Amundi FTSE EPRA Europe Real Estate UCITS ETF
As Europe’s biggest asset manager, Amundi’s recent acquisitions within property demonstrates the attractiveness of real assets as we emerge from the COVID-19 pandemic. Countries available: France, Germany, Italy, UK.
Active management: European Real Estate Funds
Investors looking for higher potential returns within property may opt for a more active fund. While management fees will certainly be higher than ETFs, there is a case to be made regarding the upside potential of an experienced property fund manager in capital allocation. Highlighted below are two European property funds, one from Janus Henderson and the other from Cohen & Steers.
|Real Estate Fund||Fee||Fund creation||3-year annualized performance|
|Cohen & Steers SICAV European Real Estate Securities Fund (LU0187263511)||1.40%||2002||6.67%|
|Janus Henderson Horizon Pan European Property Equities Fund (LU0088927925)||1.88%||1998||6.51%|
|BMO European Real Estate Securities Fund (IE00B5N9RL80)||1.79%||2010||4.06%|
Source: data as of 30/06/2020
Cohen & Steers SICAV European Real Estate Securities Fund
This Cohen & Steers European real estate fund is an attractive option for European fund selectors looking to benefit from the firm’s dominance and expertise in real assets. The fund currently has over 16% of holdings in Scandinavia and has provided investors with positive yields and returns over the years.
Janus Henderson Horizon Pan European Property Equities Fund
With a cautious approach to retail property, this pan-Europe fund focuses instead on industrial/logistics, rental residential, healthcare, self-storage, and student accommodation – all sectors predicted to deliver steady rental growth and in turn solid shareholder return.
BMO European Real Estate Securities Fund
BMO European Real Estate Securities Fund invest in Pan-European real estate equities.
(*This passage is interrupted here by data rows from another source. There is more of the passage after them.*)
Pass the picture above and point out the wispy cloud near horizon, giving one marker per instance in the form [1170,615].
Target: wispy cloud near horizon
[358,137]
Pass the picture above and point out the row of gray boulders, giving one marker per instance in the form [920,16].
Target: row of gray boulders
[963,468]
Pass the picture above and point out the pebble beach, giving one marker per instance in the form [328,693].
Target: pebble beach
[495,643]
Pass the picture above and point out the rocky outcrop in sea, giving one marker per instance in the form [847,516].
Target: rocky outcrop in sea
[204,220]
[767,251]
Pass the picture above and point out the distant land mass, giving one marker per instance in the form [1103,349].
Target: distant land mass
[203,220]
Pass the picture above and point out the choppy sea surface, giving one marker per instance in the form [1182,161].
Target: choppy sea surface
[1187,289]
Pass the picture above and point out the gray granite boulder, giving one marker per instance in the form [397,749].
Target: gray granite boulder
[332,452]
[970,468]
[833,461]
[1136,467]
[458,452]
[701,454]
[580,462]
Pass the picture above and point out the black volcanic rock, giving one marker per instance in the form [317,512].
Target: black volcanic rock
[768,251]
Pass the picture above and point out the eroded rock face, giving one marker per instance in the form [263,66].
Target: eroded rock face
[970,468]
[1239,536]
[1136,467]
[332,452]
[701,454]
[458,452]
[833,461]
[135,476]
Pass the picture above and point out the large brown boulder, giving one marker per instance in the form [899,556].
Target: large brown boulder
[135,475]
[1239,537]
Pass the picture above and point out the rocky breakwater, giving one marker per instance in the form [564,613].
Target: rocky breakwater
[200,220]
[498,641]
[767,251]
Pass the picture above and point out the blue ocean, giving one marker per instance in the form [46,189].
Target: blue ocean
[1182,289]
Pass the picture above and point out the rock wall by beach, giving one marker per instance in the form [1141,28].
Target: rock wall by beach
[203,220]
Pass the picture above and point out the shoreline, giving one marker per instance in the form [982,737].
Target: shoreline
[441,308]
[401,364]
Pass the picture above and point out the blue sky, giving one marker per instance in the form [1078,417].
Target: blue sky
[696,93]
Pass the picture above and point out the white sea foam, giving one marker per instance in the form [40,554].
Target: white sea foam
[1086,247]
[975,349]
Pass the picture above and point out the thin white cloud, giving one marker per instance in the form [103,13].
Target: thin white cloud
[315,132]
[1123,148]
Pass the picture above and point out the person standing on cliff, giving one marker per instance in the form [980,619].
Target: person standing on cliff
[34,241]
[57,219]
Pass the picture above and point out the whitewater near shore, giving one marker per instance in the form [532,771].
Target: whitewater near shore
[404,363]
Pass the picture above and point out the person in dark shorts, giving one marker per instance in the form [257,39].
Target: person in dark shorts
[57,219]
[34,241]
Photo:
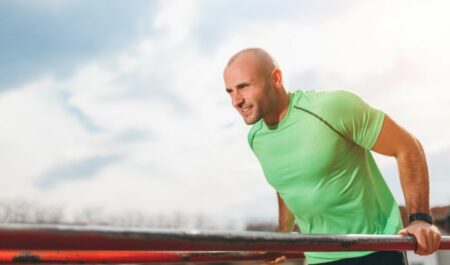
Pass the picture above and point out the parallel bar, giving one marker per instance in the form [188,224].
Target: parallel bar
[120,257]
[45,237]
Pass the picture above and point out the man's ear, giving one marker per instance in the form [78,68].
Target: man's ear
[277,77]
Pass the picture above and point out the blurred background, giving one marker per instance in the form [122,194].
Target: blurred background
[114,112]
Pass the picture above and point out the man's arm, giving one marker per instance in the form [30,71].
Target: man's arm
[286,219]
[395,141]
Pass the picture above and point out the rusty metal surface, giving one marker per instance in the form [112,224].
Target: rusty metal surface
[64,237]
[121,257]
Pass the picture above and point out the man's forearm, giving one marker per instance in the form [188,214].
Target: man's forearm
[286,219]
[414,179]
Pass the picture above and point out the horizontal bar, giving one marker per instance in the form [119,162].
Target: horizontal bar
[120,257]
[64,237]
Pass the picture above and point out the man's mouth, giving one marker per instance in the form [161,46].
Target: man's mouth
[245,110]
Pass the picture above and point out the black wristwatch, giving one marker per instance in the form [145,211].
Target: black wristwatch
[421,217]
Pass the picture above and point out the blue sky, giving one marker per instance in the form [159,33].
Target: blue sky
[121,104]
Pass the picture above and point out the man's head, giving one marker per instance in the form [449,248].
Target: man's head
[254,83]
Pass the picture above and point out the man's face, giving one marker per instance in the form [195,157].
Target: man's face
[249,89]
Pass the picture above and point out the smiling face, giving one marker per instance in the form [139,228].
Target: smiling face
[250,86]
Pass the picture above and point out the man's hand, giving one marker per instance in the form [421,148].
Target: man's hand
[428,236]
[279,260]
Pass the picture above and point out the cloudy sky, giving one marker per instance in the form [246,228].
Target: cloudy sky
[121,104]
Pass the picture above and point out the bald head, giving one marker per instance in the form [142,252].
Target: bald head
[255,85]
[257,58]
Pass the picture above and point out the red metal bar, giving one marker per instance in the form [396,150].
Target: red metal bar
[42,237]
[120,257]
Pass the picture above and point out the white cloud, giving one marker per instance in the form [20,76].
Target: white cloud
[193,157]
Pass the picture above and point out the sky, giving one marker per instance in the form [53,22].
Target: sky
[121,105]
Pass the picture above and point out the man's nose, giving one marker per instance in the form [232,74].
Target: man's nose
[237,100]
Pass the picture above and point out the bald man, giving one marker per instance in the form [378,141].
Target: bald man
[315,150]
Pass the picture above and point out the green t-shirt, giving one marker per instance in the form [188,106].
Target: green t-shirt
[318,159]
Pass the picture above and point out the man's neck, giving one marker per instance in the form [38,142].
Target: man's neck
[280,110]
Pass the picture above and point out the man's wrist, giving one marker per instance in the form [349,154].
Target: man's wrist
[421,217]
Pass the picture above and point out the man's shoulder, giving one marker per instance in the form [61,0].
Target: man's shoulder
[339,100]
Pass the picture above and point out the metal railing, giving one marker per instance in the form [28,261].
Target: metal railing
[97,244]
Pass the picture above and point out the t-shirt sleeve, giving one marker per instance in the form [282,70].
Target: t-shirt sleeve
[356,119]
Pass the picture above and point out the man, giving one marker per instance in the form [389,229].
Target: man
[314,148]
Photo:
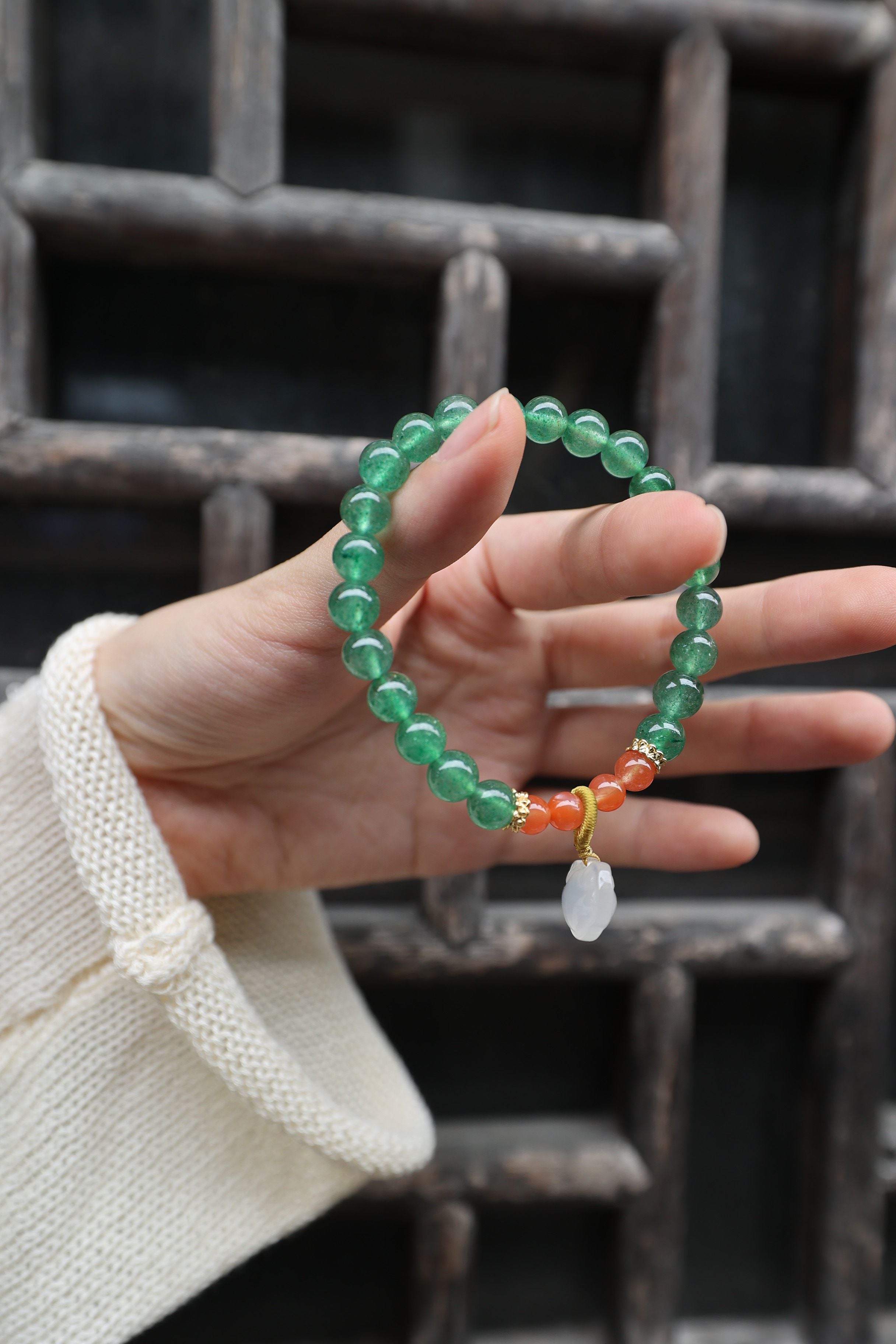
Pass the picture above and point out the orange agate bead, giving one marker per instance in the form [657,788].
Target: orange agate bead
[567,811]
[609,792]
[634,771]
[538,819]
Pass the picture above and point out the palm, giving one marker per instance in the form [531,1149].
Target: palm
[265,768]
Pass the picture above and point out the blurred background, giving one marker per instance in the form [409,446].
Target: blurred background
[753,350]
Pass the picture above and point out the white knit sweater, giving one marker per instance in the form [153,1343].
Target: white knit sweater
[181,1084]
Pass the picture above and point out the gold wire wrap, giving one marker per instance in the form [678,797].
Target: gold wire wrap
[520,811]
[651,752]
[586,830]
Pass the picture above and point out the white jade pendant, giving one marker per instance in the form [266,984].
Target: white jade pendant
[589,900]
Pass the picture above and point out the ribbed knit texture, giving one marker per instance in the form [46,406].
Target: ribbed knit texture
[170,1101]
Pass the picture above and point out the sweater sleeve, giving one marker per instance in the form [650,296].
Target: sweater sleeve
[181,1082]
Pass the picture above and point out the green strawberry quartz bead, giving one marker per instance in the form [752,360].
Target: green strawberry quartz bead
[417,436]
[586,433]
[651,479]
[453,777]
[546,420]
[366,510]
[421,738]
[383,467]
[492,804]
[367,655]
[694,652]
[354,607]
[699,609]
[393,698]
[678,695]
[451,412]
[664,733]
[358,557]
[626,454]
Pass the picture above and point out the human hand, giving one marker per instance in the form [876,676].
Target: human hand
[265,769]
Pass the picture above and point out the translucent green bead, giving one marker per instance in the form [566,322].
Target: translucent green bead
[383,467]
[420,738]
[694,652]
[364,510]
[492,804]
[699,609]
[626,454]
[393,698]
[664,733]
[453,777]
[678,695]
[586,433]
[354,607]
[451,412]
[367,655]
[417,436]
[358,557]
[700,578]
[651,479]
[546,420]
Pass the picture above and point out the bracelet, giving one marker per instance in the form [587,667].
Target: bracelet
[589,897]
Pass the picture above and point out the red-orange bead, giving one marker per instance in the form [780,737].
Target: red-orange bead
[634,771]
[538,819]
[609,794]
[567,811]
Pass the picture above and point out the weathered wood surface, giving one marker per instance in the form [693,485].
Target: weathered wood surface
[158,464]
[652,1229]
[694,119]
[444,1240]
[237,535]
[719,937]
[246,93]
[470,338]
[524,1161]
[833,35]
[174,220]
[844,1199]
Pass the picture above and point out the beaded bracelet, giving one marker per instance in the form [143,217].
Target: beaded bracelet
[589,897]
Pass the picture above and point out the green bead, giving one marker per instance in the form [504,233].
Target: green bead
[546,420]
[453,777]
[492,804]
[354,607]
[367,655]
[664,733]
[451,412]
[383,467]
[678,695]
[417,436]
[700,578]
[364,510]
[694,652]
[651,479]
[586,433]
[421,738]
[626,454]
[393,698]
[358,557]
[699,609]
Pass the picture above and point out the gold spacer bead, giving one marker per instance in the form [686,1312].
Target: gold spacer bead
[649,750]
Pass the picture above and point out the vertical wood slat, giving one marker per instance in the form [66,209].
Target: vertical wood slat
[237,535]
[875,424]
[652,1229]
[691,155]
[442,1254]
[248,93]
[843,1214]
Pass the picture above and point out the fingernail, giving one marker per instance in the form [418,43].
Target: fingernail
[470,431]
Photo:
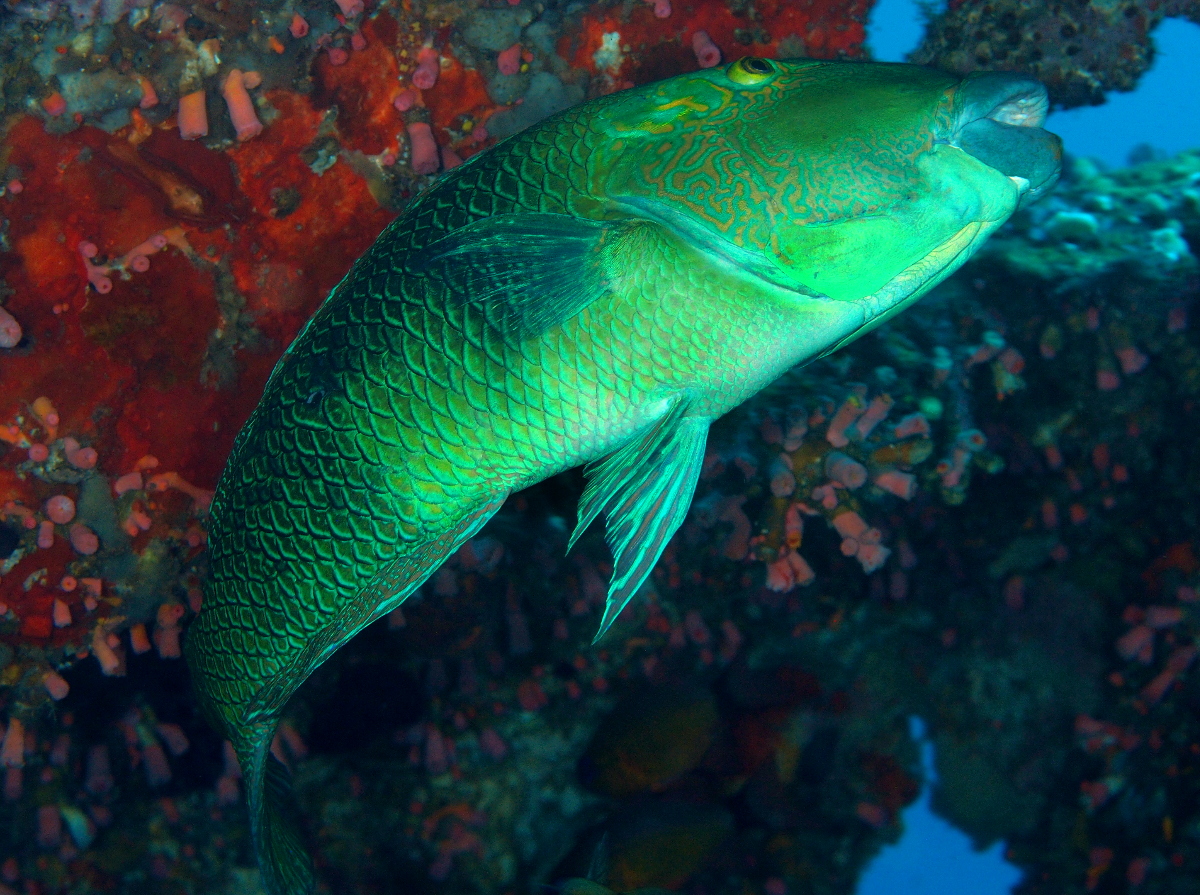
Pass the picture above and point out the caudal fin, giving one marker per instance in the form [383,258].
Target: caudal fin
[274,823]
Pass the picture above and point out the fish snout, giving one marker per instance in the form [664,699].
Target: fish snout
[1000,124]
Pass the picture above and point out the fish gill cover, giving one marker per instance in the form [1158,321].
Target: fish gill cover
[978,514]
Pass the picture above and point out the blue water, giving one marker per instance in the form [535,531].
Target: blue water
[1164,112]
[933,857]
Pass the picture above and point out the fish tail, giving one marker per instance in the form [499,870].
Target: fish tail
[274,820]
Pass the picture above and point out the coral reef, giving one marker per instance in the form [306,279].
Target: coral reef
[1079,50]
[983,514]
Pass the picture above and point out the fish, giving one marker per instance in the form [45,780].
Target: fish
[595,289]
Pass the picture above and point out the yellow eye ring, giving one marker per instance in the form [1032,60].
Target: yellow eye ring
[750,71]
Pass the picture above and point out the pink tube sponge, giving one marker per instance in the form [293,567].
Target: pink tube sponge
[425,148]
[708,54]
[427,68]
[241,107]
[193,116]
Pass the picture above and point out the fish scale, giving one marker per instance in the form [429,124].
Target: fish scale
[598,289]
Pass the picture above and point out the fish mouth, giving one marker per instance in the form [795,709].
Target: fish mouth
[999,121]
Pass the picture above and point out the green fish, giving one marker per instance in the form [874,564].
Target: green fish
[595,289]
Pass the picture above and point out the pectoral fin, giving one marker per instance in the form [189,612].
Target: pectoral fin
[645,490]
[527,272]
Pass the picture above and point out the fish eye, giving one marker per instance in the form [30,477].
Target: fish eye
[750,70]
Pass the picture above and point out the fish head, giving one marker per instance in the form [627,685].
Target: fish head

While the COVID-19 working environment will result in more remote working, it will also require a significant reduction in the density of occupation in the workplace. The ultimate dominance of one of these opposing forces will determine the outlook for offices. The result will of course be far more nuanced, but we believe developers with the skills to buy the right sites from nervous sellers will still deliver good returns, even in a subdued market.